Prabu Parikesit pun mengejarnya dan tak menemukannya. Lalu di dekat sebuah
pohon beringin besar, ada sebuah gubuk tua. Gubuk itu nampak reot dan rusak.
Bahkan saking reotnya, beberapa ekor tikus dan juga tampak sebuah liang tempat
ular bersarang di sana. Prabu Parikesit berhasil mengusir tikus-tikus tersebut
dan membunuh ular yang ada di dalam liang itu. setelah membereskan gubuk itu,
Prabu Parikesit beristirahat. Ketika ia masuk ke dalam gubuk, ia baru sadar
kalau gubuk ini ada yang menempati. Yaitu seorang pertapa. Prabu Parikesit
mengenali pertapa itu, ialah Begawan Samiti. Gubuk ini ternyata tempat tinggal
begawan Samiti. Karena terlalu
kelelahan, tanpa izin sang begawan Prabu Parikesit pun langsung beristirahat
setelah lelah melakukan perburuan. Ketika itu Begawan Samiti sedang melakukan
tapa mbisu. Karena masih kepikiran soal buruannya yang hilang, Parikesit pun bertanya
“ampun Bapa, adakah Bapa tau mana seekor kijang lewat rumah bapa? Itu buruan
patik yang berhasil kabur.” Begawan Samiti hanya bergeming, diam membisu. Tak
ada sepatah kata dua kata terucap dari bibir sang begawan yang kering itu,
karena pantang berkata-kata saat bertapa apalagi tapa ini jenis tapa mbisu.
|
Prabu Parikesit mengalungkan bangkai ular di leher Begawan Samiti |
Berkali-kali
prabu Parikesit meminta sang begawan menjawab pertanyaannya namun hanya hening
yang ada. Sang begawan tetap saja diam. Setelah pertanyaannya berkali-kali
tidak digubris, Prabu Parikesit merasa dongkol hati “Dasar Begawan Bodoh! Kau
Ini Benar-Benar Bisu Tuli dan Hanya Suara Nafasmu yang Ku Dengar!? Suara Hela Nafasmu
Seperti Desisan Ular!!” Dengan penuh
kemarahan Prabu Parikesit mengambil bangkai ular yang tadi ia bunuh lalu dengan
anak panahnya, lalu mengalungkannya ke leher Begawan Samiti. Prabu parikesit
pun pulang ke Hastinapura dengan perasaan dongkol dan kecewa.
Salah seorang murid
Begawan Samiti yakni Wasi Kresa baru saja kembali dari berburu dan mendengar
seseorang marah-marah. Ia lalu mendekat ke gubuk dan menyaksikan tindakan tidak
sopan Prabu Parikesit dengan mengintip dari balik celah gedhek (dinding anyaman
bambu). Wasi Kresa pun pergi mengendap-endap meninggalkan gubuk sebelum sang
prabu menyadari keberadaannya. Singkat cerita, Wasi Kresa datang ke rumah putra
Begawan Samiti yakni Resi Srenggi. “Den bagus! Den Bagus Srenggi! Buka
pintunya, den! Ini aku Kresa! Resi Srenggi pun membuka pintu dan menenangkan
Wasi Kresa “Hei Kresa, tenang dulu.... ada apa kok nampak terburu-buru?” lalu
Wasi Kresa menceritakan kejadian yang ia saksikan tadi kepada sang putra Samiti
tersebut. Resi Srenggi kaget dan segera
pergi ke rumah bapaknya dan melihat ayahnya sendang bertapa bisu namun telah
berkalungkan bangkai ular dan ada anak panah milik Prabu Parikesit di dekatnya.
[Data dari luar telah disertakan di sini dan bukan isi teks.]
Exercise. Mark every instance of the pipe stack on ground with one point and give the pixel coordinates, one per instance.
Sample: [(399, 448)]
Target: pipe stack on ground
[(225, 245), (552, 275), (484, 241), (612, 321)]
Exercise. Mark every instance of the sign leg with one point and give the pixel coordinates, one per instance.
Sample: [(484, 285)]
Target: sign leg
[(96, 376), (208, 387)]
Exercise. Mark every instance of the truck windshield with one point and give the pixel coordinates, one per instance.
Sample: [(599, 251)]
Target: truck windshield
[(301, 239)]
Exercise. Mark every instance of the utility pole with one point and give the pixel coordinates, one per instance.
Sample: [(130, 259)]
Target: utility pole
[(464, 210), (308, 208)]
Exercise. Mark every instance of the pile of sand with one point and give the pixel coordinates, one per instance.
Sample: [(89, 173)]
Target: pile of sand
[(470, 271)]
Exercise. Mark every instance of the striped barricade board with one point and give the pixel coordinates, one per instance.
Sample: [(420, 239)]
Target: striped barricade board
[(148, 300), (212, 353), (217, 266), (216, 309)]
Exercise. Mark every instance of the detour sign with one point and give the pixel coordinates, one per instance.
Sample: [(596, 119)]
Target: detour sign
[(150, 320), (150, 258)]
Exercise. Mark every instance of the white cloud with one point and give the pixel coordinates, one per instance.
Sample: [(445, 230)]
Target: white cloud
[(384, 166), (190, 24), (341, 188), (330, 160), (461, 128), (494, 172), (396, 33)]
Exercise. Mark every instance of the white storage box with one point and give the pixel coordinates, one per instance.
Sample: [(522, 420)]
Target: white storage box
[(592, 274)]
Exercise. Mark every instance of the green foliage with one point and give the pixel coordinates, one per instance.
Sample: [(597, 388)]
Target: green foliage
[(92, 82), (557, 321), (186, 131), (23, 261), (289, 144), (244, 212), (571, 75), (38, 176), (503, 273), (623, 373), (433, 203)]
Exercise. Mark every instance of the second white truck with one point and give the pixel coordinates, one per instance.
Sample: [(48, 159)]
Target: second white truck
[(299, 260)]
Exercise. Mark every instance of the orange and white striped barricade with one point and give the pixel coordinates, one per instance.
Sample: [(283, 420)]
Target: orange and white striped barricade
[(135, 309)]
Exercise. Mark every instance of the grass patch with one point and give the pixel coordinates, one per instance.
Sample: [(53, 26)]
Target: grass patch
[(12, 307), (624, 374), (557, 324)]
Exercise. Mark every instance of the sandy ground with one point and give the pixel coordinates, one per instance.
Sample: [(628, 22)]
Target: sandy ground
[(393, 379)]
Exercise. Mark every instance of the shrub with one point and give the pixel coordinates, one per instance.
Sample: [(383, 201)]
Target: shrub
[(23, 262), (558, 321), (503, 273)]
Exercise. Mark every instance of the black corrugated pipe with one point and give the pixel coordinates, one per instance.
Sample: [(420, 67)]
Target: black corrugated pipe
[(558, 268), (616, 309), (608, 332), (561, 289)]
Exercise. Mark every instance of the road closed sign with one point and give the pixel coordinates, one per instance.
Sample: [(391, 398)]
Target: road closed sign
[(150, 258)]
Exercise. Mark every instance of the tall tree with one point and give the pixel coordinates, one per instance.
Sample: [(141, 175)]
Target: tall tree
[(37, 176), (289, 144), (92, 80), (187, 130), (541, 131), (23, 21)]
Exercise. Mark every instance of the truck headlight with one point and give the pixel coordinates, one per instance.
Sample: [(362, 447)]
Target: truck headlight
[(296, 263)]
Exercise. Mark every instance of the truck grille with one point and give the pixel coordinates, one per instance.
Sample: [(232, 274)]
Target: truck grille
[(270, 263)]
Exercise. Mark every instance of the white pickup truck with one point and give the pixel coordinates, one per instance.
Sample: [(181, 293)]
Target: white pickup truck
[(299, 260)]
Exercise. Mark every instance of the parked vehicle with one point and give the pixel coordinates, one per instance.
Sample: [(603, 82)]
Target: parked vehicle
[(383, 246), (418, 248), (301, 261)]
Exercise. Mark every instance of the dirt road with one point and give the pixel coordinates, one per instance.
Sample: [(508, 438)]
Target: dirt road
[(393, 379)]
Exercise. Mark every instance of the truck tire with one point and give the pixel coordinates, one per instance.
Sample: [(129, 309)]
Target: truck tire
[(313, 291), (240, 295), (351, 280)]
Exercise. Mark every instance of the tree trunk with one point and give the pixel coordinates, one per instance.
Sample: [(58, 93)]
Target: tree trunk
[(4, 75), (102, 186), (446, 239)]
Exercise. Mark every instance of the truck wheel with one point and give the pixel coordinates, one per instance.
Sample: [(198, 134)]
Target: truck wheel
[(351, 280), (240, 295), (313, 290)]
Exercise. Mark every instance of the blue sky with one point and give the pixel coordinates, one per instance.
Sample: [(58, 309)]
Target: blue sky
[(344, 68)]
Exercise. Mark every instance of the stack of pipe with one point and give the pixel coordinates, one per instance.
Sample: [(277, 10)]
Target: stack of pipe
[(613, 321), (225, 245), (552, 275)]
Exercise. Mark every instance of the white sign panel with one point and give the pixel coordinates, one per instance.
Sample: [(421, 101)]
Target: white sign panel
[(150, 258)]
Resi Srenggi sangat murka lalu menyumpahi Prabu Parikesit “Parikesit! Dasar
Raja Bodoh! Orang Sedang Bertapa Malah Kau Perlakukan Tidak Hormat! Aku Sumpahi
Kau Akan Mati digigit Ular Tujuh Hari Dari Sekarang!”Sumpahan Resi Srenggi
diiringi suara gelegar halilintar dan kelit yang menyambar-nyambar menakutkan. Begawan
Samiti terbangun dari tapa bratanya dan merasa kecewa terhadap perbuatan
putranya tersebut “Srenggi?!” bentak Begawan Samiti. resi Srenggi pun menoleh
dan melihat sang ayah sudah bangun “ampun, bapa...jangan hukum daku...anak mana
yang tidak sakit hati yang melihat ayahnya diperlakukan tidak adil, apalagi
oleh seorang raja!” Begawan Samiti lalu berkata “kesabaranmu belum di tahap
puncak, Srenggi! kau sudah berani mengutuk raja yang telah memberikan kita
tempat berlindung. Kita bisa hidup di negaranya sudah bersyukur!” lalu Begawan
Samiti meminta Resi Srenggi menyucikan pikirannya dahulu. Akhirnya Samiti
berencana untuk membatalkan kutukan putranya. Ia lalu mengutus muridnya yang
tak lain Resi Utangka. Resi Utangka sebelumnya pernah berguru kepada Begawan
Weda, murid Begawan Dhomya. Resi Utangka pun datang kepada Prabu Parikesit di
Hastinapura. Sesampainya di istana, Patih Harya Dwara bersama ketiga putra
Parikesit yakni Raden Janamejaya (Udrayana), Raden Indrasena (Ramayana), Raden
Ramasena (Ramaparwa), lalu diikuti Tumenggung Wisangkara, dan Panglima
Wiratmaka bersama para keturunan Pandawa lainnya menyambut Resi Utangka dengan
hormat. Resi Utangka pun membeberkan apa tujuannya datang ke hastinapura “ampun
gusti Paduka, kedatangan patik kemari untuk Paduka agar datang kembali ke
pertapaan guru saya, Begawan Samiti. Putra guru, den bagus Srenggi telah
mengutuk pasu Paduka agar mati karena gigitan ular karena perbuatan paduka.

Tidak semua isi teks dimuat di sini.